The constructor of the subclass must therefore be able to set not only its own attributes, but to pass the required values to the constructor of the superclass. This is why the signature of the constructor in the subclass often contains the entire signature of the constructor that it is required to call.
Sequence of New Constructor Implementation
In the implementation of the new constructor, there is a particular sequence of operations that you must observe. The most important event is the call to the constructor of the superclass. This is obligatory and you call the method using the implicit reference super, just as you can when calling the original implementation of a redefined method. Once again, you do not need to explicitly declare super.
Before you have called the constructor of the superclass, you must not address any instance components of the instance that is under construction. You may address static components of the class and check the correctness of the importing parameters of the constructor.

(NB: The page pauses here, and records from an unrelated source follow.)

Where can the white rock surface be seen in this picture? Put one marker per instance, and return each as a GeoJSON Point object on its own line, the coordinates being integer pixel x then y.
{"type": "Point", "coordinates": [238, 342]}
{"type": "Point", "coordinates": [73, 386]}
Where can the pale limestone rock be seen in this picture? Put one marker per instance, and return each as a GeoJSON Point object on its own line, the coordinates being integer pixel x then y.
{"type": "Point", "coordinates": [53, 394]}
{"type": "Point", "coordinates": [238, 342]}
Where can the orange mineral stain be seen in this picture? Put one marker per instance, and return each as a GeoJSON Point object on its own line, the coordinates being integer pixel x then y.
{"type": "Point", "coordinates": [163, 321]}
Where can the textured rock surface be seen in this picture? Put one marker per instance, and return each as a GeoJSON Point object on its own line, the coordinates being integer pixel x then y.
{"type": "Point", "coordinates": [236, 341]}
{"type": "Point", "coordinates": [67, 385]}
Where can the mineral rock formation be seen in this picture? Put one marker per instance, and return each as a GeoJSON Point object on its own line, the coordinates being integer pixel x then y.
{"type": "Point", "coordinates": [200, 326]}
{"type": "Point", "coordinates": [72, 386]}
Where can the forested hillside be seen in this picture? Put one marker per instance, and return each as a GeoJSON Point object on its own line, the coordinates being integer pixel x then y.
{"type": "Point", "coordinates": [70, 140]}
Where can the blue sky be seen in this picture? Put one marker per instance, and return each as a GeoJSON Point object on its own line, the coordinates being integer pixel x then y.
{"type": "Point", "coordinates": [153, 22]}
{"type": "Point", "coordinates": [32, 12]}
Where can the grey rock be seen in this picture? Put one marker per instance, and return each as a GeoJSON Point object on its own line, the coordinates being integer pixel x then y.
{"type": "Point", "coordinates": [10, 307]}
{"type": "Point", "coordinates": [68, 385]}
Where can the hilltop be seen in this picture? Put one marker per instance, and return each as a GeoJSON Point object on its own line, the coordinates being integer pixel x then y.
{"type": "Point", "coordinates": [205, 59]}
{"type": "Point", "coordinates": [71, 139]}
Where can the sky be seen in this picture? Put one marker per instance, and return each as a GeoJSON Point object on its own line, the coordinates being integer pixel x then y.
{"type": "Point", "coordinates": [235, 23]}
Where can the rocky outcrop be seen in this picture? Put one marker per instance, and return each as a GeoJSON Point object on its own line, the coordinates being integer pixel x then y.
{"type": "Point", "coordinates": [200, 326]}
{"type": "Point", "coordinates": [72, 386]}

If they are not correct, raise an exception.
Once the constructor of the superclass has run successfully, you may address the instance components of your new instance.
Sequence of Constructor Calls
The figure illustrates the sequence in which static and instance constructors are called. The example assumes that a program wants to instantiate the passenger plane class and that the plane class has not previously been addressed.
When the program tries to create an instance of the passenger plane class, the runtime system automatically calls the static constructors sequentially, starting at the top of the inheritance hierarchy. Once all of the static constructors have run, the runtime system calls the instance constructor of the subclass, which in turn calls the instance constructor of the superclass.